When a filmmaker decides to tell the story of a life that burned so bright yet was cut tragically short, the most impossible task must be to decide where to begin. In the cult film Sid & Nancy, Alex Cox began at the end of Nancy’s story, focusing on Sid Vicious (Gary Oldman) sitting in utter shock while the New York City police swarm around him, peppering him with questions.
It is a stark reminder that this is a story that does not end well and director Alex Cox pulls no punches in his depiction of a brilliant musician, his girlfriend and their co-dependent descent into the hell of heroin addiction.
Sid Vicious was the bass guitarist of one of the best punk bands of all time and such was his charisma that Malcolm McLaren famously said that if he’d met Sid before hiring Johnny Rotten then Sid would have fronted the Sex Pistols. When his star collided with that of groupie and junkie Nancy Spungen, it was only a matter of time before the two destroyed each other.
Gary Oldman is Sid Vicious and it is no surprise that he won the award for Most Promising Newcomer in the Evening Standard British Film Awards in 1987. He perfected Sid’s vacant stare, his disaffection and his cocky gait, to the extent that watching the film 30 years later he was Sid Vicious, not the man who went on to star in some of the greatest roles of all time. The film also stars Chloe Webb in her award-winning role as Nancy Spungen and Andrew Schofield as Johnny Rotten.
Sid & Nancy is dark and the direction and cinematography focus on the filth and grime that surround the doomed couple during their descent. The most poignant scene in the film features Sid and Nancy in a passionate embrace in a back alley, with a dumpster in the background and detritus falling down around them like some warped ticker tape parade.
Completing the air of nihilism and destruction is a brilliant punk soundtrack featuring live performances of the most well known Sex Pistols tracks (my favourite will always be “Anarchy in the UK”) as well as Sid’s iconic performance of “My Way” for the film The Great Rock 'n' Roll Swindle. The film also featured original punk and post-punk music from Joe Strummer (who worked extensively on the soundtrack despite being only contracted for two songs), Pray for Rain and The Pogues.
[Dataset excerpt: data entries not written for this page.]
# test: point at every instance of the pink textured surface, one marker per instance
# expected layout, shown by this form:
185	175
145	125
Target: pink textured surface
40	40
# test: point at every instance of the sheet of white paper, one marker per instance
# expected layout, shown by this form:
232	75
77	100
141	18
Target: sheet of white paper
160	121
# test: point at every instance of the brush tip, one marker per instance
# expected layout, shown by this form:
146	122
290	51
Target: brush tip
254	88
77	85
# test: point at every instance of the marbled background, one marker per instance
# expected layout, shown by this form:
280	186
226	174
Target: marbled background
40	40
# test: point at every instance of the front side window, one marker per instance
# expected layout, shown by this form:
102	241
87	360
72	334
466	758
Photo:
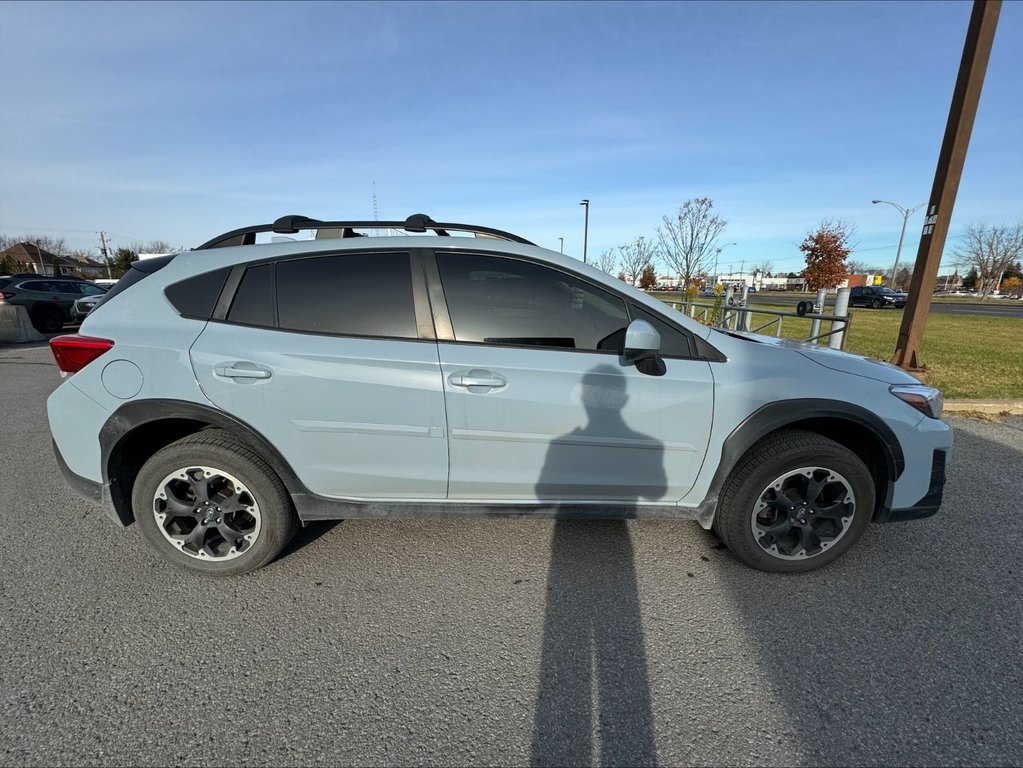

To celebrate the 40th anniversary of The Sex Pistols’ seminal gig at Manchester Lesser Free Trade Hall and to mark the 30th anniversary of the release of Sid & Nancy, STUDIOCANAL in association with the Independent Cinema Office have restored the film and are releasing a special-edition DVD/Blu-ray on 29 August on the Vintage Classics label.
As we have come to expect from STUDIOCANAL restorations, this one is flawless and it is difficult to believe that you’re watching a film that is 30 years old when the quality is that of a contemporary film.
The DVD and Blu-ray special editions feature new interviews with cinematographer Roger Deakins, director Alex Cox and Don Letts (presenter of Punk on Film at the BFI: Southbank).
Sid & Nancy is available on EST and the new special edition DVD/Blu-ray is available to buy from 29 August 2016.